Welcome

While I write this blog for me, I welcome readers and positive comments. I know that in the "bonus" "step" "blended" or what ever you want to call my family world there is a lot of negativity and depression. I'm just trying to find my way through this with some sanity and to help my fellow travelers who are are the same type of path. Life is not easy but then when things are easy they just don't feel right, I find you appreciate things more when you earn them (and food wise, the easy meal doesn't taste as good as the homecooked meal). So sit back and relax and join me in a glass of wine and share in what I am learning.

Monday, February 28, 2011

Power Struggles Part II

Anyone who has raised a teen or have been around teenagers knows that teenagers are a rare breed.
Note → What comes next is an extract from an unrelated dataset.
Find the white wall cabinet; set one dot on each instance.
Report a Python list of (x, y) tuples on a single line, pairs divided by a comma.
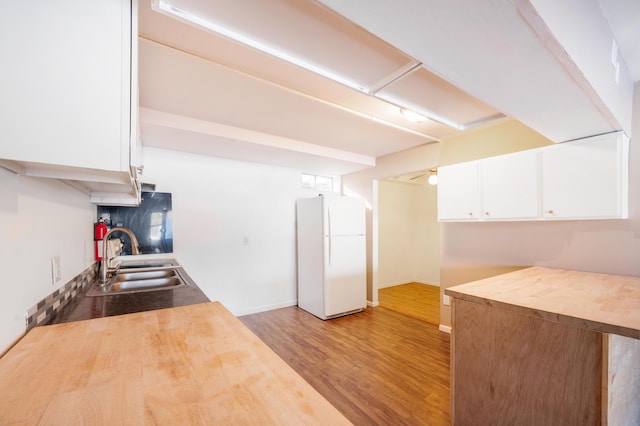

They are at the age where they think they know everything and lash out at their parents, their teachers, and anyone else they think needs to back the hell off and let them live their life. Unless you are their best friend as a parent you are usually told things that make you feel like crap. Now, being a stepmom in this situation means you need to get everything that makes you happy and bunker down, you are in for a long hard road (in most cases).
Power struggles I have been faced with are the ones I will be talking about. "You can't make me, I make my own decisions." I love this little power struggle. We, as parents, cannot make a child do anything, not really. We can have consequences to actions but we cannot physically make a child do chores or homework or participate in counseling. One situation was the fact that we knew that SD needed (and still does need) counseling. We picked a counselor, met with her, brought SD to meet with her. SD was in counseling for a few weeks and we met with the counselor again. Guess what, the counselor said it was a waste of time and money. SD was telling her what she wanted to hear but wasn't being honest with her or herself. So SD proved us wrong, we could not make her get better. All we could do was force her to go, not participate.
"If you love me you will do this." I love that line. If you love me you will buy me these jeans that cost $300. If you love me this and that. When did love become conditional with parents and children? Teenagers from this generation seem to have this idea that parents have to prove their love to them. I really believe that it is due to how these children are parented and the parents that fall into that trap. I have one stepmom that's in a sitation that SD wants dad to move across the country to be by her and leave stepmom behind. Really!!! If dad loves the child he will leave his wife. When did that become okay? I understand that some power strugges are normal in teenagers, but really, who the hell would think things like this would happen? Things that I have heard from other stepmom's, I want to see you but I don't want stepmom there, in her own freaking house!!
One thing that we did was the child had a master suite room in our house. Hubby gave her this room when his brother was still living in the house so she didn't have to share a bathroom with a grown man. That was okay. He then spent about $3000 buying things that she wanted in the bathroom, a nice sink and a faucet that he didn't even want. A light for her room and curtains that she wanted (that I sewed to make work) and various other crap and that does not include the cost of things we needed to buy for the room, like the flooring and new toilet and such. So when hubby finally reached his limit with the lying and crap he said fine, you have just lost your room. And guess what, then the child didn't want to come over ever again. Because she had consequences she didn't want to face. So fine, hubby is done with the crap and he agreed. No more power stuggles with a child that won't tell her dad that she loves him back and won't call or text him anymore. He is not her father according to her. I just wish we didn't have to pay child support anymore.